Depletion of the pre‐RC proteins induces Chk1/Chk2 independent checkpoint responses and apoptotic cell death in HeLa cells

Abstract The initiation of eukaryotic DNA replication requires assembly of the pre‐replicative complex (Pre‐RC) through the concerted action of Orc, Cdc6, Cdt1 and Mcm2–7 complex during G1 phase. The pre‐RC assembly licenses individual replication origins for the initiation of DNA replication and sufficient number of the pre‐RC is essential for proper progression of S phase. However, it is not well known how cells recognize the completion of the pre‐RC assembly before G1‐S transition. In order to understand the cellular responses to the defects in pre‐RC assembly, we depleted the known components of pre‐RC proteins using the small interference RNAs in HeLa cells.
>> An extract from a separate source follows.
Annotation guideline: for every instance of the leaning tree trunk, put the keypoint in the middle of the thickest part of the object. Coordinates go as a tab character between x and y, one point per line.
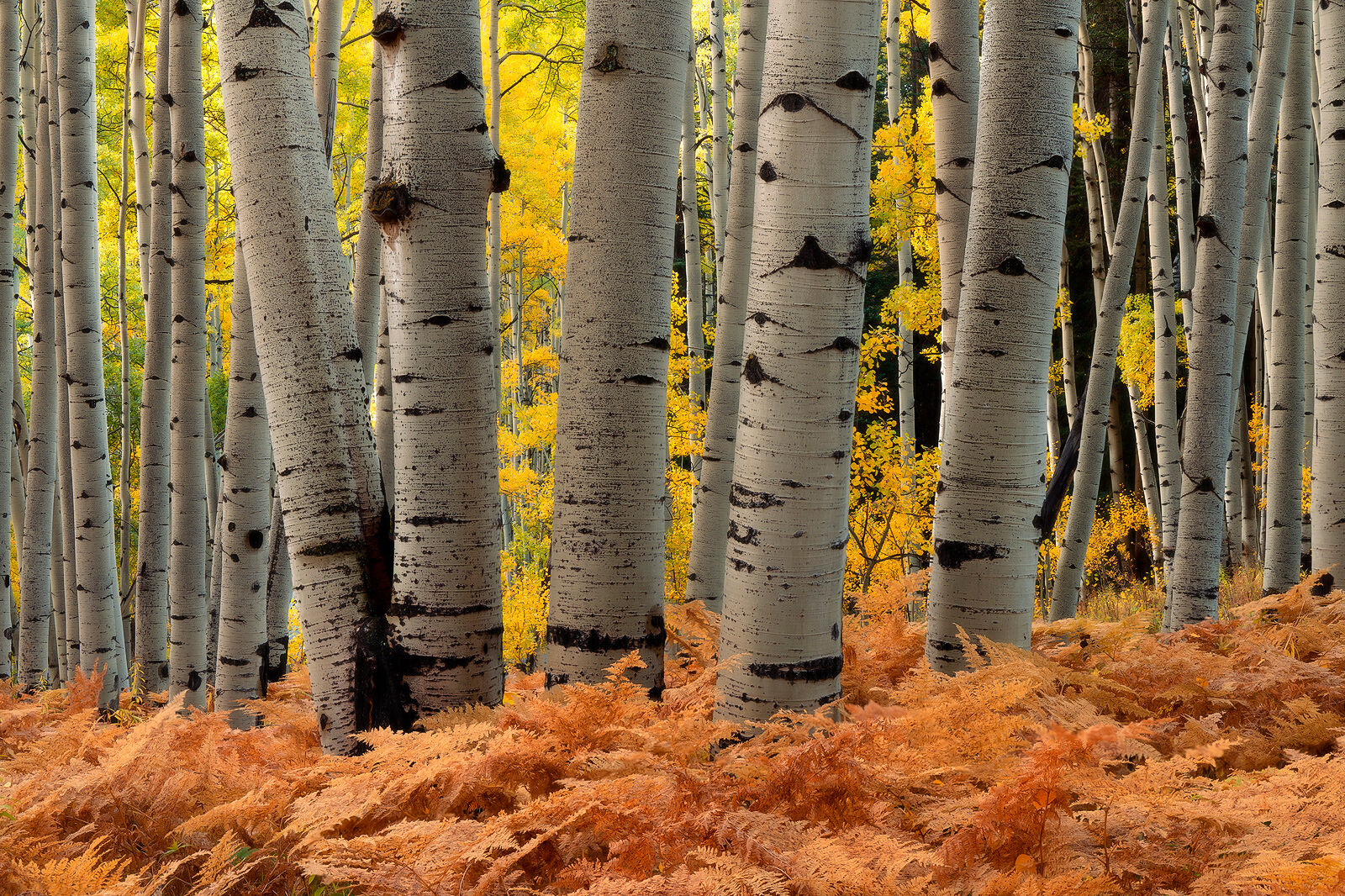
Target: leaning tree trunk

Although the defects of pre‐RC assembly by the depletion of the pre‐RC proteins such as Orc2, Cdt1, Mcm2 & Mcm10 did not elicit the activation of Chk1‐ or Chk2‐dependent checkpoint pathways, these cells still showed significant decrease in the cellular level of Cdc25A proteins. These results suggests that a novel checkpoint pathway exist in HeLa cells, which is not dependent upon Chk1 or Chk2 proteins and play essential roles in the cellular responses to the defects in the pre‐RC assembly. Also, among those four proteins tested in this study, the depletion of Mcm 10 and Cdt1 proteins significantly increased the apoptotic cell death in HeLa cells, suggesting that these proteins not only play roles in the pre‐RC assembly, but also are involved in the checkpoint responses to the defects in the pre‐RC assembly.